C’est le dernier pilier de la protection des données : votre structure doit s’assurer de la sécurisation des données collectées pour éviter toute perte, vol ou piratage si elles sont stockées sur support numérique connecté.

Il s’agit là d’une obligation légale qui pèse sur votre structure : vous devez garantir l’intégrité de votre patrimoine de données collectées en minimisant les risques d’atteintes auxdites données.

Il ne devrait bien évidemment s’agir que d’une obligation de moyens puisque le risque zéro n’existe pas.
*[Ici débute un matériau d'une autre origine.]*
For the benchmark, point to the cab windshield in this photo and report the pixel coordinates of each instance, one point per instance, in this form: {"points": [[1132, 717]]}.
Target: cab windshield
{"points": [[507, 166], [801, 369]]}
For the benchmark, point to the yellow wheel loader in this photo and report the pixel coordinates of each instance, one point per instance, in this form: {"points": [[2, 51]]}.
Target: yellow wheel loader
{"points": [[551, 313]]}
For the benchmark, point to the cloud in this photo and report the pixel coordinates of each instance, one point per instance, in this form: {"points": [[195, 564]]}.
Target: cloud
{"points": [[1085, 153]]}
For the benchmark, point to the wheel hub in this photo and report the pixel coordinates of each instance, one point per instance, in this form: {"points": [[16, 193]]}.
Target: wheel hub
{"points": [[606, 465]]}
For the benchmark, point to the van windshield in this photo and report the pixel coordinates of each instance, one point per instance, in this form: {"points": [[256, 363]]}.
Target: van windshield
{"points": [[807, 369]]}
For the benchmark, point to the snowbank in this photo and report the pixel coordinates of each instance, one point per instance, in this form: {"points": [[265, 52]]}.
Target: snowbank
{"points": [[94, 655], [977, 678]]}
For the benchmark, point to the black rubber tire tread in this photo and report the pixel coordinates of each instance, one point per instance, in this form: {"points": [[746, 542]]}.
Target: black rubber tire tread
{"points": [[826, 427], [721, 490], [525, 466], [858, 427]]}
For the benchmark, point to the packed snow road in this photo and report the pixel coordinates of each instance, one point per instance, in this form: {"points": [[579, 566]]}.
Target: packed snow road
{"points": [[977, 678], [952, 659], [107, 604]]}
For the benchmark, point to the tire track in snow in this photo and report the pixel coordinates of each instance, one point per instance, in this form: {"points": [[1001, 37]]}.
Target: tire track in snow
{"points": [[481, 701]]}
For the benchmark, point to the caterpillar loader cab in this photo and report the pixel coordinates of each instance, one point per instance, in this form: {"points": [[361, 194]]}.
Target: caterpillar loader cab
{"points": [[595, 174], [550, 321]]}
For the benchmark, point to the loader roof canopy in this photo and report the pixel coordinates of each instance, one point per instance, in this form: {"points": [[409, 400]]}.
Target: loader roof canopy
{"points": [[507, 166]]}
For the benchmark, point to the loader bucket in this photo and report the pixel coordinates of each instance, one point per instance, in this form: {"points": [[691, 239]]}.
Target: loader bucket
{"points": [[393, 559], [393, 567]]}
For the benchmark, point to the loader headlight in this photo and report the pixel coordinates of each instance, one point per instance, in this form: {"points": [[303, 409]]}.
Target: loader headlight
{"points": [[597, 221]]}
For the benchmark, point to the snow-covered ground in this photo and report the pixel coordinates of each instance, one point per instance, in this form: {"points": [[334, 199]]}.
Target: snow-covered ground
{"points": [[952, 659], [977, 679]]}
Vous devez ainsi être en mesure de justifier notamment de la mise à jour de vos logiciels de sécurité, de changements de mots de passe ou du chiffrement de vos données dans les cas les plus sensibles.

Il est possible d’assurer le risque de détournement de données, ce qui peut être intéressant en fonction de votre situation personnelle.

Enfin, si votre structure a fait l’objet d’une violation de données sous quelques formes que ce soit, vous devez le signaler auprès de la CNIL dans un délai de 72h si cette violation est susceptible de représenter un risque pour les droits et libertés des personnes concernées.

Vous devez également informer les personnes concernées si les risques sont élevés également pour eux, selon la nature des informations détournées.

L’on peut ainsi résumer l’ensemble des obligations qui pèsent sur une structure soumise au RGPD, de la façon suivante :
  1. Je ne collecte que les données vraiment nécessaires ;
  2. Je suis transparent avec les personnes dont je collecte et utilise des données personnelles ;
  3. J’informe les personnes sur leurs droits et les modalités d’exercice
  4. Je suis vigilant sur le traitement des données, notamment par des partenaires de ma structure ;
  5. J’identifie les risques, internes et externes, sur le détournement de données
  6. Je sécurise les données que je collecte et utilise.


Les sanctions du non-respect des dispositions du RGPD

En cas de non-respect des dispositions du Règlement Général sur la Protection des Données, vous vous exposez à certaines sanctions, lesquelles doivent encore faire l’objet de précisions dans les mois à venir.

Responsabilité vis-à-vis des personnes concernées

C’est le premier échelon de responsabilité : vous devrez répondre de vos manquements s’ils causent un préjudice à l’une des personnes dont vous traitez des données personnelles.

Ceux-ci devront démontrer un manquement à l’une des obligations qui pèsent sur vous, étant précisé qu’il devrait ne s’agir que d’obligations de moyens (voir plus haut).

A ce titre, l’article 25 de la loi du 20 juin 2018 permet l’engagement de la responsabilité par plusieurs personnes dans le cadre d’une action de groupe, aux côtés de la CNIL.

Cependant, cette action est largement restreinte puisqu’elle n’est possible que pour les manquements postérieurs au 24 mai 2018, et lorsque les personnes sont regroupées sont forme d’association ou de syndicats.

Responsabilité vis-à-vis de la CNIL

En cas de contravention aux dispositions du RGPD, la CNIL peut notamment prononcer :
  • une mise en demeure de se mettre en conformité avec les obligations visées par le règlement ou bien d’intervenir sur les données aux fins de rectification, de limitation ou d’effacement ;
  • un rappel à l’ordre ;
  • une injonction de mettre en conformité le traitement qui peut être assortie d’une astreinte d’un montant maximal de 100.000 € par jours de retard ;
  • une limitation ou une interdiction du traitement, le retrait d’une autorisation spécifique relative à la protection des données ;
  • le retrait d’une certification ;
  • la suspension de flux de données adressés à un destinataire situé dans un pays tiers ou à une organisation internationale ;
  • une amende administrative plafonnée selon les cas à 10 ou 20 millions d’euros.
Toutefois, les modalités de contrôle sont encore à parfaire ...

Le droit relatif au RGPD n’est donc que naissant et il faudra suivre avec une attention particulière les réformes et adaptations à venir, mais aussi les décisions de justice qui alimenteront le texte et les débats.